Belly fat can be very dangerous

The trouble with belly fat is that it’s not limited to the extra layer of padding located just below the skin (subcutaneous fat). It also includes visceral fat — which lies deep inside your abdomen, surrounding your internal organs.Regardless of your overall weight, having a large amount of belly fat increases your risk of:
Cardiovascular disease
Insulin resistance and type 2 diabetes
Colorectal cancer
Sleep apnea
Premature death from any cause
High blood pressure

Age and genetics 

Your weight is largely determined by how you balance the calories you eat with the energy you burn. If you eat too much and exercise too little, you’re likely to pack on excess pounds — including belly fat.

Aging does play a role too. As you age, you lose muscle — especially if you’re not physically active. Loss of muscle mass decreases the rate at which your body uses calories, which can make it more challenging to maintain a healthy weight. According to the 2015-2020 Dietary Guidelines for Americans, men in their 50s need about 200 fewer calories daily than they do in their 30s due to this muscle loss.

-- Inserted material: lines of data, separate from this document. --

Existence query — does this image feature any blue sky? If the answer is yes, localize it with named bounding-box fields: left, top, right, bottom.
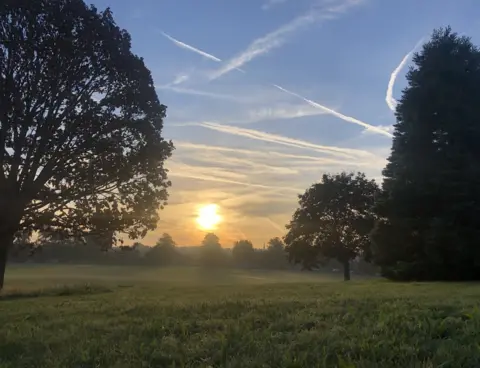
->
left=88, top=0, right=480, bottom=247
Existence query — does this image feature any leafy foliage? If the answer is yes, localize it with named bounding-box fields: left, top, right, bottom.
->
left=232, top=240, right=255, bottom=266
left=200, top=233, right=226, bottom=267
left=285, top=172, right=378, bottom=279
left=146, top=233, right=178, bottom=265
left=0, top=0, right=173, bottom=286
left=372, top=28, right=480, bottom=280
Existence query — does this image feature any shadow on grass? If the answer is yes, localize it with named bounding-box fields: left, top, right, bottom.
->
left=0, top=284, right=113, bottom=302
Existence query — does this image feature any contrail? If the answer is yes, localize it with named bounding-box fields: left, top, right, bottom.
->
left=385, top=38, right=423, bottom=111
left=162, top=31, right=222, bottom=63
left=273, top=84, right=393, bottom=137
left=210, top=0, right=363, bottom=80
left=192, top=122, right=375, bottom=159
left=262, top=0, right=288, bottom=10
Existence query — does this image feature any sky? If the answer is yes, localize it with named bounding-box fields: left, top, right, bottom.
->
left=93, top=0, right=480, bottom=247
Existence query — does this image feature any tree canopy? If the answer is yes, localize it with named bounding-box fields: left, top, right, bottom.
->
left=0, top=0, right=173, bottom=288
left=232, top=239, right=255, bottom=266
left=285, top=172, right=379, bottom=280
left=372, top=28, right=480, bottom=280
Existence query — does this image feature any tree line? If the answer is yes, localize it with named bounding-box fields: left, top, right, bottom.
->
left=0, top=0, right=480, bottom=289
left=285, top=27, right=480, bottom=281
left=9, top=233, right=376, bottom=274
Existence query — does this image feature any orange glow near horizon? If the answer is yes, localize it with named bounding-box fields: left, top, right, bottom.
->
left=196, top=204, right=222, bottom=230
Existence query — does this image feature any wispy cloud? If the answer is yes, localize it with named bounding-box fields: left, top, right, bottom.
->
left=210, top=0, right=363, bottom=80
left=168, top=161, right=299, bottom=193
left=273, top=84, right=392, bottom=137
left=193, top=122, right=375, bottom=158
left=242, top=104, right=326, bottom=123
left=385, top=38, right=423, bottom=111
left=175, top=140, right=384, bottom=170
left=362, top=125, right=395, bottom=134
left=161, top=31, right=222, bottom=63
left=155, top=84, right=239, bottom=101
left=262, top=0, right=288, bottom=10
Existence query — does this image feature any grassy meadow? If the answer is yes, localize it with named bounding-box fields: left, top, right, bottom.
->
left=0, top=265, right=480, bottom=368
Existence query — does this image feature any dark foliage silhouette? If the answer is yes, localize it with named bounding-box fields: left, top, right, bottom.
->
left=0, top=0, right=173, bottom=288
left=372, top=28, right=480, bottom=280
left=285, top=173, right=378, bottom=280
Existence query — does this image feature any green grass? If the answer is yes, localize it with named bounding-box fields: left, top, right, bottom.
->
left=0, top=266, right=480, bottom=368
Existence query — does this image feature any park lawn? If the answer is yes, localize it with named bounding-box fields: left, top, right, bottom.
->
left=0, top=266, right=480, bottom=368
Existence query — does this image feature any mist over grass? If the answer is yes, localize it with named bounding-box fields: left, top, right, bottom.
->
left=0, top=265, right=480, bottom=368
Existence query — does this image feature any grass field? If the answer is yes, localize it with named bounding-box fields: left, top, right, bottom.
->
left=0, top=266, right=480, bottom=368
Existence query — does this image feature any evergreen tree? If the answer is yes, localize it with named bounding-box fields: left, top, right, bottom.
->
left=372, top=28, right=480, bottom=280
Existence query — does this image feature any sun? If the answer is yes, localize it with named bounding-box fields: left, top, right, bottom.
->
left=197, top=204, right=222, bottom=230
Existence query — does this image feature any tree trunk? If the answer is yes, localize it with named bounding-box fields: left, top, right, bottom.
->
left=343, top=261, right=350, bottom=281
left=0, top=232, right=15, bottom=291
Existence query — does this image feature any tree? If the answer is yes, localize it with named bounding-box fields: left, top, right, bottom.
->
left=155, top=233, right=177, bottom=250
left=285, top=172, right=378, bottom=280
left=372, top=28, right=480, bottom=280
left=264, top=237, right=288, bottom=269
left=267, top=237, right=285, bottom=253
left=200, top=233, right=226, bottom=267
left=232, top=240, right=255, bottom=267
left=0, top=0, right=173, bottom=288
left=147, top=233, right=177, bottom=265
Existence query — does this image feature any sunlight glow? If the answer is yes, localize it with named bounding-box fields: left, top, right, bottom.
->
left=197, top=204, right=222, bottom=230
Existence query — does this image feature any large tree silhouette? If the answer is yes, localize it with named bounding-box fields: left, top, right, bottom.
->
left=285, top=173, right=378, bottom=280
left=0, top=0, right=173, bottom=288
left=373, top=28, right=480, bottom=280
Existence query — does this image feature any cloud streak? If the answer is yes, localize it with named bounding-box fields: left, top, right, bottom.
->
left=161, top=31, right=222, bottom=63
left=273, top=84, right=393, bottom=137
left=175, top=141, right=384, bottom=170
left=385, top=38, right=423, bottom=112
left=262, top=0, right=288, bottom=10
left=168, top=161, right=299, bottom=193
left=193, top=122, right=375, bottom=159
left=210, top=0, right=363, bottom=80
left=155, top=84, right=239, bottom=102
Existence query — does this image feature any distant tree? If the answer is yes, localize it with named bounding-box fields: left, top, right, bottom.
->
left=285, top=172, right=378, bottom=280
left=0, top=0, right=173, bottom=289
left=232, top=240, right=255, bottom=267
left=147, top=233, right=177, bottom=265
left=267, top=237, right=285, bottom=253
left=200, top=233, right=226, bottom=267
left=372, top=28, right=480, bottom=280
left=202, top=233, right=222, bottom=249
left=155, top=233, right=177, bottom=250
left=263, top=237, right=288, bottom=269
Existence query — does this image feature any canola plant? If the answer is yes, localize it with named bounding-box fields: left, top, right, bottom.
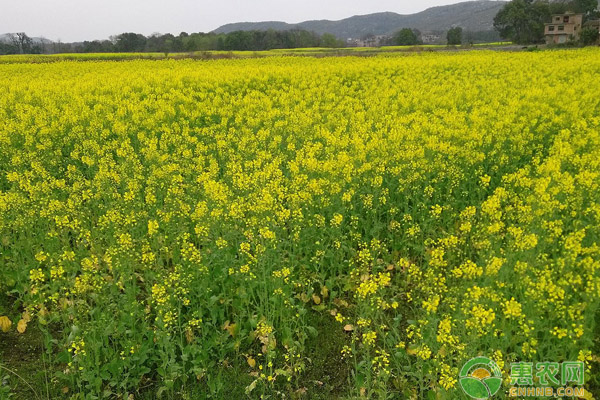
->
left=0, top=49, right=600, bottom=399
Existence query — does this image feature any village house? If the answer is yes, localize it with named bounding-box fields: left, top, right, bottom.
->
left=544, top=12, right=583, bottom=44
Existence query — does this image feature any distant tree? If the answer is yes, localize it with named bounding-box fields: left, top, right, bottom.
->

Your genes also can contribute to your chances of being overweight or obese, as well as play a role in where you store fat. However, balancing the calories you consume with activity can help prevent weight gain, despite your age and genetics.

Alcohol’s calories 

Drinking excess alcohol can cause you to gain belly fat — the beer belly. However, beer alone isn’t to blame. Drinking too much alcohol of any kind can increase belly fat, because alcohol contains calories. Although some research suggests wine might be an exception, if you drink alcohol, do so only in moderation.

For men age 65 and younger, moderation means up to two drinks a day. For men older than age 65, it means up to one drink a day. The less you drink, the fewer calories you’ll consume and the less likely you’ll be to gain belly fat.

Measuring belly size

So how do you know if you have too much belly fat? Measure your waist:

Stand and place a tape measure around your bare stomach, just above your hipbone.Pull the tape measure until it fits snugly around you, but doesn’t push into your skin. Make sure the tape measure is level all the way around.Relax, exhale and measure your waist, resisting the urge to suck in your stomach.

For men, a waist measurement of more than 40 inches (102 centimeters) indicates an unhealthy concentration of belly fat and a greater risk of health problems.

Losing weight and exercising 

You can tone abdominal muscles with crunches or other targeted abdominal exercises, but just doing these exercises won’t get rid of belly fat. However, visceral fat responds to the same diet and exercise strategies that can help you shed excess pounds and lower your total body fat. To battle the bulge:

Eat a healthy diet. Emphasize plant-based foods, such as fruits, vegetables and whole grains. Choose lean sources of protein such as fish and low-fat dairy products. Limit saturated fat, found in meat and high-fat dairy products, such as cheese and butter. Also limit processed meats. Choose moderate amounts of monounsaturated and polyunsaturated fats — found in fish, nuts and certain vegetable oils — instead.

Keep portion sizes in check. Even when you’re making healthy choices, calories add up. At home, slim down your portion sizes. In restaurants, share meals — or eat half your meal and take the rest home.
Replace sugary beverages. Drink water or beverages with artificial sweetener instead.
Include physical activity in your daily routine. For most healthy adults, the Department of Health and Human Services recommends moderate aerobic activity, such as brisk walking, for at least 150 minutes a week or vigorous aerobic activity, such as jogging, for at least 75 minutes a week. In addition, strength training exercises are recommended at least twice a week. If you want to lose weight or meet specific fitness goals, you might need to exercise more.

Losing belly fat takes effort and patience. To lose excess fat and keep it from coming back, aim for slow and steady weight loss. Consult your doctor for help getting started and staying on track.